Another Bellingham foreclosure tale

 

It must have been six months ago now that my clients put in an offer on a home that was listed as a short sale. The home was listed for $260,000, our offer of $250,000 was accepted by the seller and had to be approved by the lender. Well, after 2 1/2 months of waiting my clients decided to walk. After talking with the listing agent about this listing, I came to find out the same thing had occurred with two other offers.

Several months go by and I get a call for my client one day telling me that they have seen the home they tried to purchase at a foreclosure web site for $211,000. So I started to investigate, with the help of the original listing agent I found the lender who owned the property and without much trouble I was able to actually talk to a human being. Yes the home had been foreclosed on. No the home was not on the market yet and no price had been determined as of yet. Everything had been turned over to third party REO department of another company. After contacting them they had told me the name of the listing agent who would be dealing with the property. I contacted that listing agent who said they had not decided on a price yet and it would be on the market in a few weeks. I asked him to please contact me as soon as it was on the market as I had client ready to purchase the property.

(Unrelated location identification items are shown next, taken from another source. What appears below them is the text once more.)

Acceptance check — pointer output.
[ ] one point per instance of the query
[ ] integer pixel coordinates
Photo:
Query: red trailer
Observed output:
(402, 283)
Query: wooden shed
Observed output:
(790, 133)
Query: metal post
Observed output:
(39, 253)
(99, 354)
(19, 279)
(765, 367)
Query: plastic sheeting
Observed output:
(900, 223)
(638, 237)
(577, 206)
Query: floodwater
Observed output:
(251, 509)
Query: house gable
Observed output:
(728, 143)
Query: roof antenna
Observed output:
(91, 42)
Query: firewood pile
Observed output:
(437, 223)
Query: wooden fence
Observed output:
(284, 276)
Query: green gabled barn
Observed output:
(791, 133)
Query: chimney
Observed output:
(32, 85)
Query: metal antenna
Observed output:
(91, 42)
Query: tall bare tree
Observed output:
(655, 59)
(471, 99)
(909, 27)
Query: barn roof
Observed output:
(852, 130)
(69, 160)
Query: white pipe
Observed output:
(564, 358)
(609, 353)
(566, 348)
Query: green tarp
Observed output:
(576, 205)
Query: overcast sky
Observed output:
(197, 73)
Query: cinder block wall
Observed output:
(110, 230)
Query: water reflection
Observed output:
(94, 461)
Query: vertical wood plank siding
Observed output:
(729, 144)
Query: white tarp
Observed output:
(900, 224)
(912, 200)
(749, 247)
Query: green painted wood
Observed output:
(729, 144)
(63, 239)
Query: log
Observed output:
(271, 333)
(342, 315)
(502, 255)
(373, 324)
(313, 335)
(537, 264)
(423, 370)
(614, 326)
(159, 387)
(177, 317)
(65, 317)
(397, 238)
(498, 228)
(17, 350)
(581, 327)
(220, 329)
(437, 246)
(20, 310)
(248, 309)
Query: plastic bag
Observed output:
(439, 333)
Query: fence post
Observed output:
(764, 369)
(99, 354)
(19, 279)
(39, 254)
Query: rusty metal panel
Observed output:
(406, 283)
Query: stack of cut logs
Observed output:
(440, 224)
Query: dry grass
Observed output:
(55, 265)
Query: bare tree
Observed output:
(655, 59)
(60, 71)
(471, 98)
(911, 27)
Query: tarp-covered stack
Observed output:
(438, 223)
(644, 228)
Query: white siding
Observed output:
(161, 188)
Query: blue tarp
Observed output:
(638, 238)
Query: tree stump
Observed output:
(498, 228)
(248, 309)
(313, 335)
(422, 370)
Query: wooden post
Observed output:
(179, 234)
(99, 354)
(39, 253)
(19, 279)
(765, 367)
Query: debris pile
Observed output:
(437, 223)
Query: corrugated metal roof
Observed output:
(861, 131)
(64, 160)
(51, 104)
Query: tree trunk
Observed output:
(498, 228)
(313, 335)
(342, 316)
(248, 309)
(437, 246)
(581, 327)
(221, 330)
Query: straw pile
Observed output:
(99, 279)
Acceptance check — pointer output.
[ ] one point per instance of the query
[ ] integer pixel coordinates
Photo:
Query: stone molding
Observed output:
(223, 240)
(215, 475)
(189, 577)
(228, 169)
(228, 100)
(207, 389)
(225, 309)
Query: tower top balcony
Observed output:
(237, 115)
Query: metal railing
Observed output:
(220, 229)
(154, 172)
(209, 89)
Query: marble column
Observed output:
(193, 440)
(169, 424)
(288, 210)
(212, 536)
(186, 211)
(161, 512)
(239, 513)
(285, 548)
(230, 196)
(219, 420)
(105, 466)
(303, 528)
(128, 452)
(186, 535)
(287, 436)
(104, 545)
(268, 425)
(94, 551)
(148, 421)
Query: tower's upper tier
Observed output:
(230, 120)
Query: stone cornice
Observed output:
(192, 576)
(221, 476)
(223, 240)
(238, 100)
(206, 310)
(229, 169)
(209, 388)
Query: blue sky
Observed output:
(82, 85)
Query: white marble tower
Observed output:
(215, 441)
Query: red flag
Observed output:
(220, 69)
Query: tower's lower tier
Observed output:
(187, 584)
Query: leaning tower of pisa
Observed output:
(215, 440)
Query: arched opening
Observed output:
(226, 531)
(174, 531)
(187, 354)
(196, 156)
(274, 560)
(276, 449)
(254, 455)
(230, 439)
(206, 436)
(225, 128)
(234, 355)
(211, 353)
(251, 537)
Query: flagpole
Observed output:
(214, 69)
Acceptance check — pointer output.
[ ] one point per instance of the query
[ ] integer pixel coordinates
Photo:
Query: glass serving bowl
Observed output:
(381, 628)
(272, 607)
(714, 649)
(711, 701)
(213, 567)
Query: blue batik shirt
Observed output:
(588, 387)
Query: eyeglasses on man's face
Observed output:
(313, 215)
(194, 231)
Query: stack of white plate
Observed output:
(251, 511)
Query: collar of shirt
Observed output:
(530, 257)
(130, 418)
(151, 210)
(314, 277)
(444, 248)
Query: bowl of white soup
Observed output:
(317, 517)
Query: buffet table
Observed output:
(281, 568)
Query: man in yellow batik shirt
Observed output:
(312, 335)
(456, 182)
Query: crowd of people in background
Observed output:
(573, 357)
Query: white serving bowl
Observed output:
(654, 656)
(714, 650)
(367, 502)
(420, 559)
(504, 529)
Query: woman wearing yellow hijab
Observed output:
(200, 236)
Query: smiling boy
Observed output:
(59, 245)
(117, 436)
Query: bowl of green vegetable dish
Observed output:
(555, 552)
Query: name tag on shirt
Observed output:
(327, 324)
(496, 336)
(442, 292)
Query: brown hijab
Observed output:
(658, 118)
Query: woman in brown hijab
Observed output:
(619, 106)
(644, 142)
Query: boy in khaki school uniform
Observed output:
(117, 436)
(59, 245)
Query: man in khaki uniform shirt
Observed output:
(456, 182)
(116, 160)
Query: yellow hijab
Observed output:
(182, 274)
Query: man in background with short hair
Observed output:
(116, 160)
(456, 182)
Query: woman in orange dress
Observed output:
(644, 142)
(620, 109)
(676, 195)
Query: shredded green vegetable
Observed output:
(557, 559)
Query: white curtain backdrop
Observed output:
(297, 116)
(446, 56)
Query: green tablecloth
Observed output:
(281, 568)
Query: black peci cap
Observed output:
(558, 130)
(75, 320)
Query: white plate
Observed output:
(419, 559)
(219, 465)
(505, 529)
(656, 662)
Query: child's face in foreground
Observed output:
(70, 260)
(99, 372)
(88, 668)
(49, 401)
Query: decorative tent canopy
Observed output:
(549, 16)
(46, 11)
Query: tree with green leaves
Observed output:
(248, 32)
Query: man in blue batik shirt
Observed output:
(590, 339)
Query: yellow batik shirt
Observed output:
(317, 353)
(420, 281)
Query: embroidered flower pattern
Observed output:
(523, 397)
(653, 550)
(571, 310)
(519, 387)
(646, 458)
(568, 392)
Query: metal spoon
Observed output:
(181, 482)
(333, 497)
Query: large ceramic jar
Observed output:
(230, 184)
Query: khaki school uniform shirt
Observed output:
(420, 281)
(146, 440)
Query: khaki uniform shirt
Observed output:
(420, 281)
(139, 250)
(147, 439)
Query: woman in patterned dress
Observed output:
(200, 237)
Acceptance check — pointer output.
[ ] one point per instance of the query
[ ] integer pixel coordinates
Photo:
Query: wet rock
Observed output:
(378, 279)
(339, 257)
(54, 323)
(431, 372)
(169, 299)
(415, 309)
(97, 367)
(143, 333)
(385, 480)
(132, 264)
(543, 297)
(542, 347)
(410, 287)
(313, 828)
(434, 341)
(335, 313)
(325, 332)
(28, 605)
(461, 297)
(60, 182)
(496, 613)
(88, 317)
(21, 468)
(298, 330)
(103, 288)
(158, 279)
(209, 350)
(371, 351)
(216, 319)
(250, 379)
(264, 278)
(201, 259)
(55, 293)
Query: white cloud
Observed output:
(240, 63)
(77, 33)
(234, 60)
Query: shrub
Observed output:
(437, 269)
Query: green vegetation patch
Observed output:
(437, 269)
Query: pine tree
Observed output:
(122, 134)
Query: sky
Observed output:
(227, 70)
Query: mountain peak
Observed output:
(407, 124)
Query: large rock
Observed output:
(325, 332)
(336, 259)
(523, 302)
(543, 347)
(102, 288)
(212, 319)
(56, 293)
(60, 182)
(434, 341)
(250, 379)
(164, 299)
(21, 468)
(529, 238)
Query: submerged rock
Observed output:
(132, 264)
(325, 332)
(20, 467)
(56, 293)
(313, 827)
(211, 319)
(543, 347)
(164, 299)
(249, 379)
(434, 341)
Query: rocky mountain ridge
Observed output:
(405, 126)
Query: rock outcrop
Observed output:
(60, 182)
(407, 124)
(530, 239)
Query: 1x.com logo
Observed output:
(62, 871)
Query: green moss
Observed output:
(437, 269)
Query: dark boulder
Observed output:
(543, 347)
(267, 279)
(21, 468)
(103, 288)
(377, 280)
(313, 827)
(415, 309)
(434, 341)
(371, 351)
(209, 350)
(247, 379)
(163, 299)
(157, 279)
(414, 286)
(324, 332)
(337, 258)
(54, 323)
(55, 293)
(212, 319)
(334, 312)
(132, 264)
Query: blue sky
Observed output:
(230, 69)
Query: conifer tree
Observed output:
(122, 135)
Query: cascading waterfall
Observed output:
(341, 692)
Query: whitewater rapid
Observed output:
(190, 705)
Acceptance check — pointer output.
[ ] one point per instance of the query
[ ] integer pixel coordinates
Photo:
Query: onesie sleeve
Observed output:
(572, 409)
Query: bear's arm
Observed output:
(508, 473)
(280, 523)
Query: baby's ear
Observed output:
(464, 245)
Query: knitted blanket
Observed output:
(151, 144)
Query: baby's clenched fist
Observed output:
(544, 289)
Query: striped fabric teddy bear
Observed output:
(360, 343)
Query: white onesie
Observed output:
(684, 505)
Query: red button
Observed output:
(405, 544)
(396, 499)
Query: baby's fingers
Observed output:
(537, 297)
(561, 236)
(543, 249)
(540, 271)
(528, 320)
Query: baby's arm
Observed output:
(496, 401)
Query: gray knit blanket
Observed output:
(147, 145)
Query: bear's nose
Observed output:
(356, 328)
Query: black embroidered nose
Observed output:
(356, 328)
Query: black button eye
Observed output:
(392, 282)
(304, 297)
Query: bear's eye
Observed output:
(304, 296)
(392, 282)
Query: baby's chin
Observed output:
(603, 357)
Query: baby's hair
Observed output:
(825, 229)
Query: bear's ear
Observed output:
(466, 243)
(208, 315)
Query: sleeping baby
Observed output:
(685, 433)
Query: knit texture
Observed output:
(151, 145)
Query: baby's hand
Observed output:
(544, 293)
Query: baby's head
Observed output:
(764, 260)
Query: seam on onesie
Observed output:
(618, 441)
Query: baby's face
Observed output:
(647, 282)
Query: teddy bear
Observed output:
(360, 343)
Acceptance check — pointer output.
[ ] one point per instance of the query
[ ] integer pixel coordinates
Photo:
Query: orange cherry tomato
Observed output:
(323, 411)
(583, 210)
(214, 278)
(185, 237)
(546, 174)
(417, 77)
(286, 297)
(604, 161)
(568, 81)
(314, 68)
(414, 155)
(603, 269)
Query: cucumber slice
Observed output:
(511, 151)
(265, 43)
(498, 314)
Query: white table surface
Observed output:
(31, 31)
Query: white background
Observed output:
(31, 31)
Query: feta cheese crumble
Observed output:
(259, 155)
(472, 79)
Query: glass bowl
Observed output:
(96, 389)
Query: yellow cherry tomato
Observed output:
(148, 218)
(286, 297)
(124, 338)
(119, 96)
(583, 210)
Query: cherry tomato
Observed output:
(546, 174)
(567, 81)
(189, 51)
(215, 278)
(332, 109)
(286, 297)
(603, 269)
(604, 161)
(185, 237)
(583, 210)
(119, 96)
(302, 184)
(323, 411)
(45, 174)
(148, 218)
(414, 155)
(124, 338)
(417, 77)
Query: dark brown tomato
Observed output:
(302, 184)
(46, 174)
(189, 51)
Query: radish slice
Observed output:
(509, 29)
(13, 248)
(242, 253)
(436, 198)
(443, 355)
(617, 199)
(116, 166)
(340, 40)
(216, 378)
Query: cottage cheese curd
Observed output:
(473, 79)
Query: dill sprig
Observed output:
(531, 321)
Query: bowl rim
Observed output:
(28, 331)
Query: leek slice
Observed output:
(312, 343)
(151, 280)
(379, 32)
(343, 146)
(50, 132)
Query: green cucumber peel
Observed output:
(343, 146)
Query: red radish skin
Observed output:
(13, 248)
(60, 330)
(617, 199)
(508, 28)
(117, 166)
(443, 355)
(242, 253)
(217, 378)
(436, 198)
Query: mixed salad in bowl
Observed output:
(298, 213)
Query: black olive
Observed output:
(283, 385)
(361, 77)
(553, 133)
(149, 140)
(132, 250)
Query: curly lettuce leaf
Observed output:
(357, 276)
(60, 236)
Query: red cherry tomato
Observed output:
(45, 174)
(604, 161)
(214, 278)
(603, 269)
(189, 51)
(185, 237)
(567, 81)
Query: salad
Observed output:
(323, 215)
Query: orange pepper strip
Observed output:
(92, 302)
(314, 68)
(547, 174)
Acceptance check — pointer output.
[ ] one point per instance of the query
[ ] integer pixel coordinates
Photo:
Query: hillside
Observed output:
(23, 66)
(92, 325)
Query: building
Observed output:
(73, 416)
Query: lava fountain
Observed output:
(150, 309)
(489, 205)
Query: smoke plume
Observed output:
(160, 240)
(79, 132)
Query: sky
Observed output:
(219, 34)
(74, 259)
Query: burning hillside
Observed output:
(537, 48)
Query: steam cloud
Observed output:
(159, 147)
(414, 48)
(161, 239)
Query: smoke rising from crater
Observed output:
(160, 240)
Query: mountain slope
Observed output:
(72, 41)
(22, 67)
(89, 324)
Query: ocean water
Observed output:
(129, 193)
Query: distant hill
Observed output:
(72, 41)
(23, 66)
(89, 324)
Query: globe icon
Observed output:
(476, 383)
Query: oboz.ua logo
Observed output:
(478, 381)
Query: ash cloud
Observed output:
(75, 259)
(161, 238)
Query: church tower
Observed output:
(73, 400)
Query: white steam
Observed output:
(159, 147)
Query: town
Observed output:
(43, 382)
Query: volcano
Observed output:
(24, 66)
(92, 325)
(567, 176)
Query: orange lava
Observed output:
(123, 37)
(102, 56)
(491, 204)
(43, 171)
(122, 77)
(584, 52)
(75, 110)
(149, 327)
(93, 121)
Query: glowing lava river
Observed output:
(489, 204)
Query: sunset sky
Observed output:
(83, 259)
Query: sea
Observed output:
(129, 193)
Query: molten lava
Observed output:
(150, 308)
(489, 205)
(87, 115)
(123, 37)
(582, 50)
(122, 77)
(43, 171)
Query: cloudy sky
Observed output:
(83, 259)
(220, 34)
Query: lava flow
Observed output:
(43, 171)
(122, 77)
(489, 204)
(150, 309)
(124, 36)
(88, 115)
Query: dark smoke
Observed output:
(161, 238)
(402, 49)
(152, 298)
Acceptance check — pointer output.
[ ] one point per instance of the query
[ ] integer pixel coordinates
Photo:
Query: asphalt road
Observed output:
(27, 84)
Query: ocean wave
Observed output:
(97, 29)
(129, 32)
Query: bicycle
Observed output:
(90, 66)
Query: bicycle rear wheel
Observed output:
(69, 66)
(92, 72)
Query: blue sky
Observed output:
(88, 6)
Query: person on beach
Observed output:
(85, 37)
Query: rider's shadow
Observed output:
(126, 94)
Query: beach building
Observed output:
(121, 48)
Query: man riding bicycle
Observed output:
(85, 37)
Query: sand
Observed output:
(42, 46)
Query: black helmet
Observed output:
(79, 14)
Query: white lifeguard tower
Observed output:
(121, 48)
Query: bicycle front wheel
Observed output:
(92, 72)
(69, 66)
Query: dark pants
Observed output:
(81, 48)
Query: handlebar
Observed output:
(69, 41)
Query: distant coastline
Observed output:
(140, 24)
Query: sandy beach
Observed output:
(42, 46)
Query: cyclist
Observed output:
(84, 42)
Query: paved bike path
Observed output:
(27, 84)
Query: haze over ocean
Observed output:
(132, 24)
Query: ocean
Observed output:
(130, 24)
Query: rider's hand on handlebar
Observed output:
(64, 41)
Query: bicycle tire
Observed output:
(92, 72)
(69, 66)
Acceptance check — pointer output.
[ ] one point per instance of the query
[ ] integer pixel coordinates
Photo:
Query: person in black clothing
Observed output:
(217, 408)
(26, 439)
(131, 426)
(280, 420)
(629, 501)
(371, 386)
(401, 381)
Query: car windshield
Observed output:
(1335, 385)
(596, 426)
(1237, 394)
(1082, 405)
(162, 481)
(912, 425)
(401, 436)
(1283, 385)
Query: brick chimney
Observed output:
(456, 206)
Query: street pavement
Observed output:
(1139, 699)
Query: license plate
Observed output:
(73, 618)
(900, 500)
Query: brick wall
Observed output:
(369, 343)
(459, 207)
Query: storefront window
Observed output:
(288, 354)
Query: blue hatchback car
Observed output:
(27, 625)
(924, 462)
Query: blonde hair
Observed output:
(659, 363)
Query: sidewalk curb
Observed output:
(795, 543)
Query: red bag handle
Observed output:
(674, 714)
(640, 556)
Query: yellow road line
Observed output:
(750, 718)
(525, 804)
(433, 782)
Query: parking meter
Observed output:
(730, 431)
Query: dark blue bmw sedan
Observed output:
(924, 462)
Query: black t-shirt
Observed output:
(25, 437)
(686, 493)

Luckily for my client I was going through the hot sheets when I saw the property had comeback on the market at $225,000. We immediately wrote an offer that was excepted very quickly. Due to many circumstances the deal was not easy to close, but after several months it finally did. My client is now happy owner of home and they saved $25,000,

Here’s the part I don’t understand. Why he did the lender not accept our offer on the home for $25,000 more, when it was being sold under short sale. Instead they foreclosed on the property. They ruined the previous homeowners credit by foreclosing and they cost themselves $25,000 plus the holding costs of the property for at least a several months.

Does anybody have any ideas why lender’s do this? It worked out great for my client but not for the people who lost their home or the lender for that matter, go figure.